A new license agreement has been entered into by the Partnership with a newly created entity, which, as with the prior license, the General Partners are part owners, officers and directors. The General Partners have received and are expected to receive compensation in the future from this entity.
5. | Commitments and Contingencies |
The Partnership has entered into agreements with several individuals to obtain title to inventions and designs relating to the electronic products the Partnership is developing. Pursuant to the terms of the agreements, the individuals are entitled to royalties received by the Partnership under licensing agreements associated with the products.
The Partnership has entered into a licensing agreement with an affiliate of the General Partners providing manufacturing and marketing services under which the licensee has, upon transfer of the product rights, the exclusive right to manufacture, use and sell any products successfully developed by the Partnership. The terms of the agreement extend throughout the life of the Partnership. In return for granting this license, the Partnership shall receive royalties from the licensee as set forth in the licensing agreement for its own products. The details of the royalty arrangement are as follows: Initial royalties of 1% are payable on collected invoices for sales starting in September 1990, followed by 2% in September 1991 and 5% per year starting in September 1992 and thereafter. (Accounting is done in the quarter following the quarter in which the sales receipts occur). The royalty is divided between partnerships in the case of joint ownership of rights. TASA receives 45% of the 5% royalty from sales of DOVE and 90% of the 5% from sales of LCM.

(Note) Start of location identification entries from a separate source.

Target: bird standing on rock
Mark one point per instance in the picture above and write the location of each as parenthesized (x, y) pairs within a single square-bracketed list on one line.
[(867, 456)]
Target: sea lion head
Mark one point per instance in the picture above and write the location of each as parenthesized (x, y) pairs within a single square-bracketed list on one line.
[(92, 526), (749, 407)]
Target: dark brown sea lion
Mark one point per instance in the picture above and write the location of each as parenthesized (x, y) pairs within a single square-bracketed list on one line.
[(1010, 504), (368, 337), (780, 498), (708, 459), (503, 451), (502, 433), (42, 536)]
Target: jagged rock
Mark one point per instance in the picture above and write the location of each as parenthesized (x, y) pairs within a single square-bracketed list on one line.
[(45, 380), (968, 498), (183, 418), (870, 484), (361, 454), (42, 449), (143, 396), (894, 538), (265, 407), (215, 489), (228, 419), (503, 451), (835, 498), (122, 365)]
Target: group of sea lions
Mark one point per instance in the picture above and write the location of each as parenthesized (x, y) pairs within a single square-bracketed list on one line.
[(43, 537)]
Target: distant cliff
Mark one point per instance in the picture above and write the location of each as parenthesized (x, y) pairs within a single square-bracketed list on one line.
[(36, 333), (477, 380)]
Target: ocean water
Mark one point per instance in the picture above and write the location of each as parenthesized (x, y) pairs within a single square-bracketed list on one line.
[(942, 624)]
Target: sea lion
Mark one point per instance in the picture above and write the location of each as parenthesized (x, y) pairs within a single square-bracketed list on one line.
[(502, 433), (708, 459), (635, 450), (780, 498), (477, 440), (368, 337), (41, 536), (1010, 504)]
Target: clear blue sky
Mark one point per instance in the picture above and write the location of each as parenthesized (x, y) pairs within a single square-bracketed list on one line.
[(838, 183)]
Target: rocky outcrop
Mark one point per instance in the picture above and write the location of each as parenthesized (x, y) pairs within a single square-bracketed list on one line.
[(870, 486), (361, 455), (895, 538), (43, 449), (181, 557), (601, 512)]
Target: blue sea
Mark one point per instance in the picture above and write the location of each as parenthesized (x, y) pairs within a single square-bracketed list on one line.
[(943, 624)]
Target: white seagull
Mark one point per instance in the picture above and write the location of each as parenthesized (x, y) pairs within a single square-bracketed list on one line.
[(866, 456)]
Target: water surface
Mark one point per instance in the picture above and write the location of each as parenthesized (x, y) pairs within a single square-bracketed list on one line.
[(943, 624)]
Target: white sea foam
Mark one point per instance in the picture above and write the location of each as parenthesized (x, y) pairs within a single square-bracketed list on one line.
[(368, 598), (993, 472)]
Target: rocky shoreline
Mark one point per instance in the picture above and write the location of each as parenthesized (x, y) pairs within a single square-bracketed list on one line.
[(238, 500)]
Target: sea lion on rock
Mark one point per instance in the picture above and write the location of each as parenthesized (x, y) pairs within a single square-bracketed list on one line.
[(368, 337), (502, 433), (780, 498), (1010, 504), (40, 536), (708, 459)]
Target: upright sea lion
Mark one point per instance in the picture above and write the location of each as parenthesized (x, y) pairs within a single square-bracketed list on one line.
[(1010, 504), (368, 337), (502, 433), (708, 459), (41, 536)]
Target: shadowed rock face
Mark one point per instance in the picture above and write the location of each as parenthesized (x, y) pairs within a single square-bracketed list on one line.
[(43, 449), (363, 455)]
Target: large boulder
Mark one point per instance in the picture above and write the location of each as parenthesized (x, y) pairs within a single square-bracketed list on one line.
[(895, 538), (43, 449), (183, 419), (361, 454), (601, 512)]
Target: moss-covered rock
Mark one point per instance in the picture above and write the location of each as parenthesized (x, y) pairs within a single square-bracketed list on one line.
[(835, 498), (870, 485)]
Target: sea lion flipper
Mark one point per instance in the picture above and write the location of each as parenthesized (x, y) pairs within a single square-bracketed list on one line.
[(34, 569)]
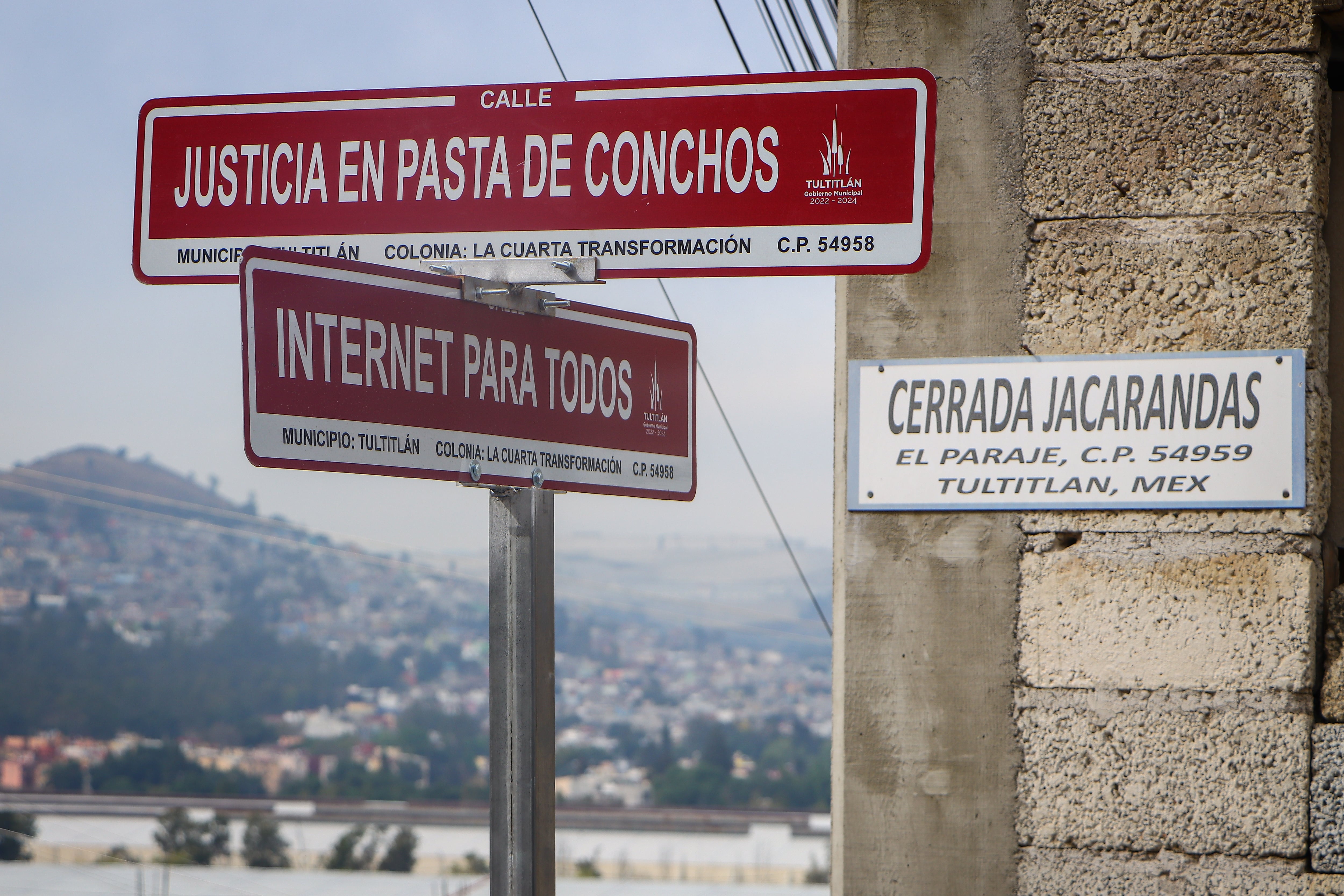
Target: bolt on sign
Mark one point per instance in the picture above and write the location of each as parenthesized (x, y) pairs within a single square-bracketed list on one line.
[(365, 369), (1084, 432), (799, 174)]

In 1995, a new royalty agreement was put into effect in order to reduce administrative expenses. Under the new plan, no royalties will accrue to the partnership until a total of $300,000.00 of sales on products licensed to LINC Technology Corporation have been generated and collected. At that point, a lump sum royalty payment of $15,000.00 will be paid to the patrnership group of TASA Products Limited (the Partnership), Energy Sciences Limited Partnership, Telemetric Controls Limited Partnership, and Communications Link Limited Partnership. After such payment, again no royalty will accrue or be owed until another $300,000.00 in sales has occured, after which a second lump sum of $15,000.00 is due, and so forth. LINC Technology Corporation will be responsible for periodic mailings to the partnership at its expense. Based on IRS regulations, no partnership 1065 tax returns and K-1s have to be filed or issued until the royalty accrues. Filings of 1065 and K-1 forms were done in March 2000 for year 1999. Filings of 1065 and K-1 forms were done again in March 2001 for year 2000 for information purposes to show the changes in capital accounts.
In 2003, as the amount of sales was approaching $300,000 again, the General Partners reviewed the costs associated with preparing the partnership tax returns (Form 1065) and the preparation and mailing of both the K-1s and distribution checks. Based on our experience in 2000, the General Partners estimated the cost to be approximately $5000.00. In addition, the General Partners heard from many Limited Partners that the trouble involved in providing the tax information to their accountants was not worth the money that they received. The General Partners therefore increased the level of sales required before a royalty payment is due from $300,000 to $600,000, which would result in a royalty payment totaling $30,000, instead of $15,000 to be divided among all individual limited partners. As a result, a smaller percentage of the royalty would go to tax form and check preparation costs.